LONDON (AP) — The Latest on disruption at London's Gatwick Airport caused by drones (all times local):
UK police say two people have been arrested for suspected "criminal use of drones" in the Gatwick Airport case.
Sussex police said early Saturday morning the two arrests were made at around 10 p.m. Friday night.
Police did not release the age or gender of the two suspects and did not say where the arrests were made. The two have not been charged.
Police have been searching for the drone operators since drones first appeared above the busy airport south of central London on Wednesday evening.
Tens of thousands of travelers were stranded or delayed by the prolonged shutdown of the airport due to safety concerns.
Flights resumed Friday morning except for a 70-minute hiatus when they were shut down after a drone was spotted Friday evening.
New drone sightings have caused fresh chaos for holiday travelers at London's Gatwick Airport.
The airport, which reopened Friday morning after a 36-hour shutdown, had to hastily suspend flights for more than an hour in the late afternoon on one of the busiest travel days of the year.
The reopening, closing and re-reopening of Britain's second-busiest airport due to repeated drone sightings has raised a host of questions for British officials. Those included how safe is it to fly with drones around and why can't the country's police, military and aviation experts catch those responsible since they have been investigating the drone invasions since Wednesday night.
Tens of thousands of travelers have been stranded or delayed due to the persistent drone crisis at Gatwick, located 30 miles (45 kilometers) south of London
London's Gatwick Airport says flights have resumed after a temporary shutdown due to a drone sighting.
The airport said in a statement Friday evening that "military measures" in place at Britain's second-busiest airport made it safe to resume flight operations.
It says takeoffs and landings had been suspended earlier Friday — for roughly 80 minutes — as a precautionary measure while an investigation was underway.
An airport spokeswoman said there had been "a confirmed sighting of a drone."
Drone sightings had also shut down the airport on Wednesday night and all day Thursday.
An airport spokeswoman says flights at London's Gatwick Airport have been suspended again because of a "suspected drone sighting."
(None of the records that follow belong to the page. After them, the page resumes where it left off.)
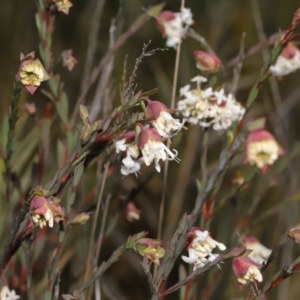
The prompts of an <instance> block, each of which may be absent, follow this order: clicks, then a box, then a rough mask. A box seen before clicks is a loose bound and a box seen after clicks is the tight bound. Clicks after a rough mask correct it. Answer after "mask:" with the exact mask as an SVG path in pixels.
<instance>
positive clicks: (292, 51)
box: [280, 43, 299, 59]
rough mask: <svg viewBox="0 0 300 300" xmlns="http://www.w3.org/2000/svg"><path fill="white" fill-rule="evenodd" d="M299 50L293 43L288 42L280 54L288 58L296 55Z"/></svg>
mask: <svg viewBox="0 0 300 300" xmlns="http://www.w3.org/2000/svg"><path fill="white" fill-rule="evenodd" d="M298 51H299V49H298V48H297V47H296V46H295V45H294V44H293V43H288V44H287V46H286V47H285V48H284V49H283V50H282V52H281V54H280V55H281V56H283V57H285V58H287V59H292V58H294V57H295V55H296V54H297V52H298Z"/></svg>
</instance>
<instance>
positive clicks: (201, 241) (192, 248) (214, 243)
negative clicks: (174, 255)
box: [181, 227, 226, 270]
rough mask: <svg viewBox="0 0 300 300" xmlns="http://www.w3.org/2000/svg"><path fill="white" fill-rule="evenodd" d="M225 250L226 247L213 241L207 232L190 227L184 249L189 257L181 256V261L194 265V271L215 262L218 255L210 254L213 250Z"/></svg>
mask: <svg viewBox="0 0 300 300" xmlns="http://www.w3.org/2000/svg"><path fill="white" fill-rule="evenodd" d="M216 247H217V248H219V250H221V251H224V250H226V246H225V245H223V244H222V243H219V242H217V241H215V240H214V239H213V238H212V237H211V236H210V234H209V232H208V231H207V230H205V231H203V230H201V229H200V228H198V227H192V228H191V230H190V231H189V232H188V236H187V245H186V248H187V250H188V252H189V256H184V255H183V256H181V258H182V259H183V261H185V262H186V263H188V264H194V270H196V269H197V268H202V267H204V266H205V265H206V264H207V263H209V262H211V261H213V260H215V259H216V258H217V257H218V255H219V254H214V253H212V251H213V249H215V248H216Z"/></svg>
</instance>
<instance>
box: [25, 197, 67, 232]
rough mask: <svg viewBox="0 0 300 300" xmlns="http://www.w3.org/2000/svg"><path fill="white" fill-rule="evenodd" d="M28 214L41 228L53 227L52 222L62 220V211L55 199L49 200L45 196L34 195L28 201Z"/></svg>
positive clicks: (33, 221) (60, 207)
mask: <svg viewBox="0 0 300 300" xmlns="http://www.w3.org/2000/svg"><path fill="white" fill-rule="evenodd" d="M30 215H31V218H32V221H33V223H34V224H36V225H39V226H40V227H41V228H43V227H44V226H47V225H48V226H49V227H53V223H54V221H55V222H59V221H61V220H63V212H62V209H61V207H60V205H59V204H58V203H57V202H55V201H49V200H47V199H46V198H45V197H42V196H35V197H34V198H33V199H32V201H31V203H30Z"/></svg>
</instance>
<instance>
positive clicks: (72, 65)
mask: <svg viewBox="0 0 300 300" xmlns="http://www.w3.org/2000/svg"><path fill="white" fill-rule="evenodd" d="M62 60H63V66H64V67H67V68H68V70H69V71H72V70H73V68H74V66H75V65H76V64H77V63H78V61H77V59H76V58H75V57H74V56H73V49H69V50H65V51H63V53H62Z"/></svg>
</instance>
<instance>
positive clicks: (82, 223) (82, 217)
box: [70, 213, 90, 225]
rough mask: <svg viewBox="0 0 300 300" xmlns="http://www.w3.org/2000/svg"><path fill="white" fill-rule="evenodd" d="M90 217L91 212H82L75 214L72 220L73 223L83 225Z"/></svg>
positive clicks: (76, 224)
mask: <svg viewBox="0 0 300 300" xmlns="http://www.w3.org/2000/svg"><path fill="white" fill-rule="evenodd" d="M89 219H90V214H88V213H81V214H79V215H77V216H75V217H74V218H73V219H72V221H71V222H70V224H71V225H82V224H85V223H86V222H87V221H88V220H89Z"/></svg>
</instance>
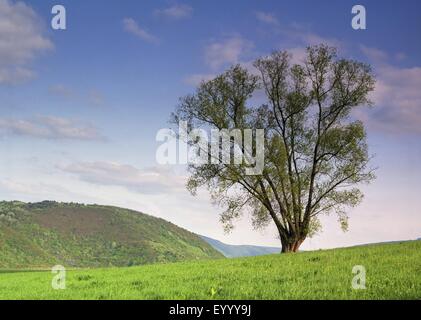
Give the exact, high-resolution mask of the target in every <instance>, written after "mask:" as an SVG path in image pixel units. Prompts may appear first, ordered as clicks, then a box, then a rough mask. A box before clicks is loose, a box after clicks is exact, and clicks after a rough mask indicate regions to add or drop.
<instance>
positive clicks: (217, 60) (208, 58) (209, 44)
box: [205, 36, 253, 70]
mask: <svg viewBox="0 0 421 320" xmlns="http://www.w3.org/2000/svg"><path fill="white" fill-rule="evenodd" d="M252 48H253V43H252V42H251V41H248V40H246V39H243V38H242V37H240V36H233V37H230V38H227V39H225V40H223V41H214V42H212V43H211V44H209V45H208V46H207V47H206V48H205V61H206V64H207V65H209V66H210V67H211V68H212V69H214V70H215V69H218V68H220V67H223V66H225V65H227V64H234V63H238V62H239V61H240V59H241V57H243V56H244V55H245V54H247V53H248V52H249V51H250V50H251V49H252Z"/></svg>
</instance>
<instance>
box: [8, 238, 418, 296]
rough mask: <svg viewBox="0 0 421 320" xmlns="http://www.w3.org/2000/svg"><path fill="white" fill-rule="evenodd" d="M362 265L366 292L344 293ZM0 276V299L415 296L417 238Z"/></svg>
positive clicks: (10, 274)
mask: <svg viewBox="0 0 421 320" xmlns="http://www.w3.org/2000/svg"><path fill="white" fill-rule="evenodd" d="M355 265H363V266H364V267H365V268H366V272H367V273H366V276H367V278H366V289H365V290H355V289H352V288H351V281H352V278H353V277H354V274H353V273H352V268H353V266H355ZM52 277H53V274H51V272H15V273H12V272H4V273H1V274H0V298H2V299H421V241H413V242H404V243H392V244H382V245H369V246H361V247H353V248H344V249H335V250H323V251H314V252H301V253H298V254H288V255H269V256H261V257H253V258H240V259H216V260H208V261H201V262H184V263H173V264H155V265H146V266H140V267H129V268H110V269H90V270H86V269H85V270H72V271H68V272H67V278H66V285H67V288H66V289H65V290H53V289H52V288H51V280H52Z"/></svg>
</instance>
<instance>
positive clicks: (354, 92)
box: [173, 45, 375, 251]
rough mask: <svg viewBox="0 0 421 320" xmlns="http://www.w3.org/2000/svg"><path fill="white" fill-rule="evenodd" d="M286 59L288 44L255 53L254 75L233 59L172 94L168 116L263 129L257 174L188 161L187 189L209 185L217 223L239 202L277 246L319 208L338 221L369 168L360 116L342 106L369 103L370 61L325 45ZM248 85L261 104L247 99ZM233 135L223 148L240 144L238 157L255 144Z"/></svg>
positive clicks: (345, 212) (366, 181)
mask: <svg viewBox="0 0 421 320" xmlns="http://www.w3.org/2000/svg"><path fill="white" fill-rule="evenodd" d="M291 61H292V60H291V56H290V54H289V53H288V52H285V51H275V52H274V53H273V54H271V55H270V56H267V57H264V58H261V59H258V60H257V61H256V62H255V64H254V66H255V67H256V69H257V70H258V71H259V76H256V75H254V74H251V73H250V72H249V71H248V70H247V69H245V68H243V67H241V66H239V65H237V66H233V67H231V68H230V69H228V70H227V71H226V72H224V73H222V74H221V75H219V76H218V77H216V78H215V79H213V80H210V81H207V82H202V83H201V84H200V85H199V86H198V88H197V89H196V92H195V93H194V94H192V95H189V96H186V97H184V98H182V99H181V103H180V105H179V106H178V108H177V109H176V112H175V114H174V115H173V121H174V122H176V123H177V122H178V121H179V120H183V121H187V122H188V123H189V124H190V125H191V126H193V127H195V128H197V127H201V128H205V129H219V130H224V129H225V130H229V131H232V130H237V131H238V130H240V132H241V130H244V129H265V134H264V146H265V148H264V149H265V150H264V152H265V157H264V158H265V160H264V170H263V172H262V173H261V174H259V175H248V174H247V169H248V168H249V167H250V166H251V165H250V164H249V163H246V161H244V162H243V163H242V164H241V165H238V163H237V164H234V163H222V162H221V163H212V164H209V163H206V164H192V165H190V166H189V169H190V172H191V176H190V180H189V182H188V189H189V190H190V191H191V192H192V193H193V194H195V192H196V190H197V189H198V188H199V187H202V186H205V187H207V188H208V189H209V191H210V193H211V195H212V197H213V199H214V200H215V203H217V204H218V205H220V206H221V207H223V208H224V210H225V211H224V212H223V213H222V215H221V221H222V223H223V224H224V226H225V228H226V230H227V231H229V230H231V229H232V227H233V225H234V224H233V222H234V221H235V220H236V219H237V218H238V217H239V216H240V215H241V214H243V213H244V212H249V213H251V215H252V217H253V225H254V226H255V227H263V226H265V225H267V224H268V223H269V222H270V221H273V222H274V223H275V225H276V227H277V229H278V232H279V237H280V239H281V242H282V248H283V251H297V250H298V248H299V246H300V245H301V243H302V242H303V241H304V240H305V239H306V238H307V237H308V236H311V235H312V234H314V233H315V232H317V231H318V230H320V227H321V225H320V223H319V221H320V220H319V219H318V216H319V215H321V214H329V213H330V212H335V213H337V214H338V217H339V221H340V223H341V226H342V228H343V229H344V230H346V229H347V226H348V224H347V219H348V216H347V214H346V208H347V207H353V206H356V205H357V204H358V203H359V202H360V201H361V199H362V194H361V192H360V190H359V189H358V184H361V183H368V182H370V181H371V180H372V179H373V178H374V175H373V169H372V168H370V167H369V160H370V156H369V154H368V146H367V142H366V133H365V130H364V126H363V124H362V123H361V122H359V121H355V119H353V118H352V114H351V113H352V111H353V110H354V109H355V108H357V107H364V106H370V105H371V102H370V101H369V93H370V92H372V91H373V89H374V85H375V79H374V76H373V73H372V70H371V68H370V66H369V65H366V64H364V63H360V62H358V61H354V60H346V59H340V58H338V57H337V54H336V49H334V48H331V47H329V46H326V45H319V46H311V47H309V48H307V55H306V58H305V59H304V61H303V62H302V63H301V64H293V63H292V62H291ZM262 89H263V93H264V97H263V96H262ZM257 94H258V95H259V100H261V99H262V98H263V99H264V101H263V102H262V104H261V105H256V100H255V99H252V98H253V96H256V95H257ZM239 140H241V141H240V142H237V141H236V140H235V139H233V141H231V149H232V150H234V149H236V150H241V151H242V156H243V158H250V153H252V154H255V151H256V150H257V149H256V148H255V147H254V148H255V149H256V150H252V152H250V150H248V148H247V147H246V146H245V145H244V144H243V141H244V139H239ZM203 149H205V150H201V151H204V152H206V148H203ZM231 149H230V151H229V152H230V155H231ZM222 152H224V151H223V150H221V153H222ZM227 152H228V151H225V154H224V155H225V156H226V155H227V154H226V153H227ZM212 156H213V155H212V154H211V152H209V159H211V158H212Z"/></svg>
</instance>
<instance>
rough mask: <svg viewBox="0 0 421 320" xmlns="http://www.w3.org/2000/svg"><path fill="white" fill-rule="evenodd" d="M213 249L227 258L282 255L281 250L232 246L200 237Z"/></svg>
mask: <svg viewBox="0 0 421 320" xmlns="http://www.w3.org/2000/svg"><path fill="white" fill-rule="evenodd" d="M200 237H201V238H202V239H203V240H205V241H206V242H207V243H209V244H210V245H211V246H212V247H213V248H215V249H216V250H218V251H219V252H221V253H222V254H223V255H224V256H225V257H227V258H238V257H251V256H262V255H265V254H272V253H280V252H281V248H276V247H261V246H250V245H231V244H226V243H223V242H221V241H219V240H215V239H212V238H209V237H205V236H200Z"/></svg>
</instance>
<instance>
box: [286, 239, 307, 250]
mask: <svg viewBox="0 0 421 320" xmlns="http://www.w3.org/2000/svg"><path fill="white" fill-rule="evenodd" d="M303 242H304V239H285V240H281V243H282V251H281V253H291V252H297V251H298V250H299V248H300V246H301V244H302V243H303Z"/></svg>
The shutdown came roughly 11 hours after flights had resumed Friday morning at Britain's second-busiest airport.
British Police and transport officials had said that extra security measures had been put in place to prevent drones from intruding on the airport.
Flights at Gatwick, which serves over 43 million passengers a year, had been shut down all of Thursday and for several hours Wednesday evening due to drone sightings.
The shutdowns have caused chaos over the holiday period.
London's Gatwick Airport says the travelers should expect "knock-on delays and cancellations to flights" despite the reopening of the runway following about 36 hours of chaos caused by drones flying near the airfield.
The airport has said in a new statement "If you are due to travel from Gatwick today, we strongly recommend that you check the status of your flight with your airline before departing for the airport.
The prospect of a deadly collision between what police described as industrial-grade drones and an airliner led authorities to stop all flights in and out of Gatwick, Britain's second-busiest airport by passenger numbers, on Thursday. The drones were first spotted Wednesday evening.
London's Gatwick Airport says flights are resuming after drones sparked the shutdown of the airfield for about 36 hours, leaving tens of thousands of passengers stranded during the busy holiday season.
The airport said in a statement Friday morning that "Gatwick's runway is currently available and a limited number of aircraft are scheduled for departure and arrival."
But the statement urged passengers to check flight status before going to the airport "as departures and arrivals will be subject to delays and cancellations."